An Otherworldly Art Prize Winner
Melbourne artist Kay Beynon is the winner of the 2016 Geelong Contemporary Art Prize, Geelong Gallery’s acquisitive award for contemporary painting.
Beynon’s narrative-rich, skilfully executed painting Graveyard scene/the beauty and sadness of bones 2014–15 is based on a scene from An-Li: a Chinese ghost tale and portrays the supernatural story of two young spirits who traverse opposing worlds: one aquatic, the other earthly.
The prize-winning work is the first by Beynon to be acquired by Geelong Gallery and reveals an interest in connections between mother and child, ancestral spirits, and the cycle of life and death.
Beynon, who emigrated to Australia from Hong Kong at the age of four, said personal references in the highly symbolic work include a bowl from her late maternal Chinese grandmother, with a phoenix as auspicious sign of transformation.
“The lion-dogs—protective guardian animals—relate to my Chinese zodiac year, while oranges as offerings reflect Buddhist ancestors.
“Although melancholy, there are signs of hope and healing. An-Li holds a heart sprouting like a vegetable, while a lotus flower unexpectedly blooms. Being able to germinate after a thousand years dormant, lotus seeds signify a connection to the earth and possible future beginnings.”
The 2016 Geelong Contemporary Art Prize received more than 550 entries from around Australia, with 33 works shortlisted for exhibition.
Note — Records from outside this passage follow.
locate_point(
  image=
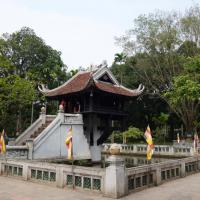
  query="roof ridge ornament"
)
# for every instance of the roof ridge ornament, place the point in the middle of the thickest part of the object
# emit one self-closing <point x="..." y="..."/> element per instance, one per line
<point x="43" y="88"/>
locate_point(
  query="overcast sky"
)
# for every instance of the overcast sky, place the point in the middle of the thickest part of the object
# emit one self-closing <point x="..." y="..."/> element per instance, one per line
<point x="83" y="30"/>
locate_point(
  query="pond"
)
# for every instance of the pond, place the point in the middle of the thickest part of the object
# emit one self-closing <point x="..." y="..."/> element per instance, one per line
<point x="130" y="161"/>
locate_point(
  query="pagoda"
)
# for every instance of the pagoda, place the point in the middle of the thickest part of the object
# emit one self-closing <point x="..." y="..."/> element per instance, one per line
<point x="99" y="98"/>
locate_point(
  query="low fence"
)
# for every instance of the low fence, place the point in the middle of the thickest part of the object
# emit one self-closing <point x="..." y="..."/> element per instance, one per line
<point x="55" y="174"/>
<point x="19" y="152"/>
<point x="155" y="174"/>
<point x="103" y="180"/>
<point x="164" y="150"/>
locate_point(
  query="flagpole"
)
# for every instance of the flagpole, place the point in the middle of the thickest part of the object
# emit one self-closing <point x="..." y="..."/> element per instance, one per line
<point x="73" y="177"/>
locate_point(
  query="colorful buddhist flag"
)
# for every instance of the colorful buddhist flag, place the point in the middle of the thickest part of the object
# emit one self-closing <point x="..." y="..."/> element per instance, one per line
<point x="149" y="141"/>
<point x="178" y="138"/>
<point x="196" y="141"/>
<point x="68" y="142"/>
<point x="2" y="143"/>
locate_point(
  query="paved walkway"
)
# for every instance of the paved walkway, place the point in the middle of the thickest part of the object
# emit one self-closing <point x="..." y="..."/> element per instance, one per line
<point x="181" y="189"/>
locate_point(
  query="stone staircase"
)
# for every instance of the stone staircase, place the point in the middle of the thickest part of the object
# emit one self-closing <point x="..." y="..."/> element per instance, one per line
<point x="39" y="130"/>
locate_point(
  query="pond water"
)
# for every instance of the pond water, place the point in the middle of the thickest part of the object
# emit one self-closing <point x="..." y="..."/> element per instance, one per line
<point x="134" y="161"/>
<point x="130" y="161"/>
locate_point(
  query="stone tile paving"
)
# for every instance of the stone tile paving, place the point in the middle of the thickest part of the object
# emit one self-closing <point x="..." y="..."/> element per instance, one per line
<point x="181" y="189"/>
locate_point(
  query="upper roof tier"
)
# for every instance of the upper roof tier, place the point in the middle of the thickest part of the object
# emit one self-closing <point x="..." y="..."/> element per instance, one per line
<point x="101" y="79"/>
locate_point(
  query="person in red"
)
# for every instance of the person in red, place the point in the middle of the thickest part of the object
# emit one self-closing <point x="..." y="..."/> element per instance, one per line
<point x="63" y="103"/>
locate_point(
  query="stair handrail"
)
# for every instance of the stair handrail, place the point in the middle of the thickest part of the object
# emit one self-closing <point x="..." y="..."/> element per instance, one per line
<point x="49" y="129"/>
<point x="29" y="131"/>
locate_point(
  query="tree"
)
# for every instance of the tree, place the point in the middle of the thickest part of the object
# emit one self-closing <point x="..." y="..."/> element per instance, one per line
<point x="131" y="135"/>
<point x="183" y="98"/>
<point x="16" y="96"/>
<point x="33" y="59"/>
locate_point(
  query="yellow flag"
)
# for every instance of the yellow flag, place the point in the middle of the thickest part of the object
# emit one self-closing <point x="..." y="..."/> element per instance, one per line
<point x="2" y="143"/>
<point x="68" y="142"/>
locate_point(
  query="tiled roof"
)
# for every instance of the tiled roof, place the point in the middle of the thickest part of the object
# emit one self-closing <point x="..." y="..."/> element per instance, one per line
<point x="81" y="81"/>
<point x="76" y="84"/>
<point x="107" y="87"/>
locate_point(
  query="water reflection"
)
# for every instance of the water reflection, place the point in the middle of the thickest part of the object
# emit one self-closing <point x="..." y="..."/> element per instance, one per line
<point x="134" y="161"/>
The three judges were Victoria Lynn, Director, TarraWarra Museum of Art, Jason Smith, Director, Geelong Gallery, and Lisa Sullivan, Curator, Geelong Gallery.
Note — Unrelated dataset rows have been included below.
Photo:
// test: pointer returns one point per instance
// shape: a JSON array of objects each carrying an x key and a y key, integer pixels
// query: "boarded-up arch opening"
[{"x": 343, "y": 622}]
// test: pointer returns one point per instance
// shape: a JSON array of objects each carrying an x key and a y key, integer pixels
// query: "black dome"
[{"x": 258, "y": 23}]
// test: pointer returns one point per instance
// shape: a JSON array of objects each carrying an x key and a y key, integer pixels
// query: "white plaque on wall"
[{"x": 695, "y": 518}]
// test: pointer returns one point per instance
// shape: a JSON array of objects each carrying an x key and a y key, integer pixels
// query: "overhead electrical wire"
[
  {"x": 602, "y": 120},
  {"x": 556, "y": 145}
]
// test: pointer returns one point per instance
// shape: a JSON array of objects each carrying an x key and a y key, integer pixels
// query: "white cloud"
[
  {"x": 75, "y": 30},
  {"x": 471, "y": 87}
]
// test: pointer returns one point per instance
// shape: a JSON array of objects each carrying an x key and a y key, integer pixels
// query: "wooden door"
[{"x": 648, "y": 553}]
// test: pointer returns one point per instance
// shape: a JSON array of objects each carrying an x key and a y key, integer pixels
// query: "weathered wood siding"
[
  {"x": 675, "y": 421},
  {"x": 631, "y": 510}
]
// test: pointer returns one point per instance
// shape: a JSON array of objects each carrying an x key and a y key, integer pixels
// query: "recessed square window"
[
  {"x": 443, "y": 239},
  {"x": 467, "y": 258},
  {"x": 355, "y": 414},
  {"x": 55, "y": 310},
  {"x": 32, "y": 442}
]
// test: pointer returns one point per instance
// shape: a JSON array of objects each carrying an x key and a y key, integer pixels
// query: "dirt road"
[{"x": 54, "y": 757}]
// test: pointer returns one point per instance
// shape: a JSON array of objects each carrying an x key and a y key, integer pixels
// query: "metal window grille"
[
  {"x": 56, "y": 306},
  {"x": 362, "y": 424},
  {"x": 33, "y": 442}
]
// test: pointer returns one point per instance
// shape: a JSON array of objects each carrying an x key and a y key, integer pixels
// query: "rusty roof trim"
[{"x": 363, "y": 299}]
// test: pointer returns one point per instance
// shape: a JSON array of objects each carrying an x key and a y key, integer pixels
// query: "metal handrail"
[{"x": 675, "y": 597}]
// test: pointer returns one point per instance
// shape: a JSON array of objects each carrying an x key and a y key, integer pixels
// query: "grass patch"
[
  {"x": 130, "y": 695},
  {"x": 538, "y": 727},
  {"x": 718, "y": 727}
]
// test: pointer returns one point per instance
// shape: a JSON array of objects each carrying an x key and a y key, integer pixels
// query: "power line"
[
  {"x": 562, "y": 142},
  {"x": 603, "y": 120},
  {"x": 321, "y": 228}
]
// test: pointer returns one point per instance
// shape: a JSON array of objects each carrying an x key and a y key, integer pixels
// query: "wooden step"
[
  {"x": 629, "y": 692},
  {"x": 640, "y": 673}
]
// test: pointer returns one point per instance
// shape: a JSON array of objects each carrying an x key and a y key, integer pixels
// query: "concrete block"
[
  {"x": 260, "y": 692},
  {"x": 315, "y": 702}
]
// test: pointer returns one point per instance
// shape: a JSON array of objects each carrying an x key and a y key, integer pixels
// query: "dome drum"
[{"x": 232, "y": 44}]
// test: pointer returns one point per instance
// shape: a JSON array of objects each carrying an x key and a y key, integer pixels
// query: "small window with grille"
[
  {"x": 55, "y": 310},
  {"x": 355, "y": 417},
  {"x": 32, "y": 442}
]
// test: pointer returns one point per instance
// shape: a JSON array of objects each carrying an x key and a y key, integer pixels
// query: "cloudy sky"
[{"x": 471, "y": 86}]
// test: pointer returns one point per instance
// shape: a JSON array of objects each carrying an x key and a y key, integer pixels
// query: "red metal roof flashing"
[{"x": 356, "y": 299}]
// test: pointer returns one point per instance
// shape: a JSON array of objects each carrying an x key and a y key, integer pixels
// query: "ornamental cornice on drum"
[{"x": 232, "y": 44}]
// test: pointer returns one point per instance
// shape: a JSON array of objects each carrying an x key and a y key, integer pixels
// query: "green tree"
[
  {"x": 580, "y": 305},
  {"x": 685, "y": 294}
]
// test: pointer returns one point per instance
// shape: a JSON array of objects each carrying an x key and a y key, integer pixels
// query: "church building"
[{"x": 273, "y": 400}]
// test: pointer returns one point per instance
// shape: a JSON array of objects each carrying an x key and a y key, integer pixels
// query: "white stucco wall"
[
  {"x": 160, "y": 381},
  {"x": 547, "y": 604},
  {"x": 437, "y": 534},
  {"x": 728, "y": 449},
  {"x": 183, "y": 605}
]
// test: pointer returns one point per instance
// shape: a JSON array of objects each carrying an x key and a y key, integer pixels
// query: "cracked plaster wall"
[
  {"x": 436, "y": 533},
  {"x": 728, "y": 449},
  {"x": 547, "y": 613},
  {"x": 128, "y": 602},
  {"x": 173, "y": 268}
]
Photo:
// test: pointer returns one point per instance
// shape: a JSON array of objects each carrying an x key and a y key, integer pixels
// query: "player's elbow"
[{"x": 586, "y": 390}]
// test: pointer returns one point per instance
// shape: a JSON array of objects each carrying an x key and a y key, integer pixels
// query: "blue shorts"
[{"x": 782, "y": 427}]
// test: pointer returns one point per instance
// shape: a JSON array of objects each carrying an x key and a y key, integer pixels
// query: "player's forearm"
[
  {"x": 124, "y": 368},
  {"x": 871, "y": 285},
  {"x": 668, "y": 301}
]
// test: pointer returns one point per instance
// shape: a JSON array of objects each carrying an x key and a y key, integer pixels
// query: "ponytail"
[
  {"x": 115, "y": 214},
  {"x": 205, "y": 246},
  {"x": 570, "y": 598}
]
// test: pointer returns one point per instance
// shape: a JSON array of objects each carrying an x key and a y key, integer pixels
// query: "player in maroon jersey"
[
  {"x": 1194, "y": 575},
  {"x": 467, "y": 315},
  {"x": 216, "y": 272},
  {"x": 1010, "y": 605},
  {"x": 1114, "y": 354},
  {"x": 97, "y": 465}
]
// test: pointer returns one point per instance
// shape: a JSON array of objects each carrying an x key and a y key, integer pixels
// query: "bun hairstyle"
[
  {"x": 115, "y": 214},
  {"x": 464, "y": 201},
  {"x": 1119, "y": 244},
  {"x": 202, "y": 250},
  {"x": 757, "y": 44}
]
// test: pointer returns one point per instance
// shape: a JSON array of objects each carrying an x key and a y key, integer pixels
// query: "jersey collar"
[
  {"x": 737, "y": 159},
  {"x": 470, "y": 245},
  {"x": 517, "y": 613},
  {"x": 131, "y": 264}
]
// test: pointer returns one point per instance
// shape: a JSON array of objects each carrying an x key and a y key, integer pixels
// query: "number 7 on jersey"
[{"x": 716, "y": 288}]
“[The winning] work is highly refined in its pictorial organisation of interrelating forms and striking interactive colour, and quietly but exceptionally powerful in its poignant reflections on death, mourning, earthly life and the spiritual realm,” Jason Smith said on behalf of the panel.
“Kate’s touching interpretation of the Chinese ghost tale of An-Li has an emotional resonance with the images and stories of loss and grieving with which we are surrounded in a contemporary world: one in which conflict, terror and instability are counterpointed by the enduring beauty and resilience of nature and generosity of spirit.”
The Geelong Contemporary Art Prize is sponsored by the Dimmick Charitable Trust and assists with the development of the Gallery’s collection while supporting Australian artists and contemporary painting practice in general.
The winning work and other entries will be on display at Geelong Gallery until Sunday 13 November.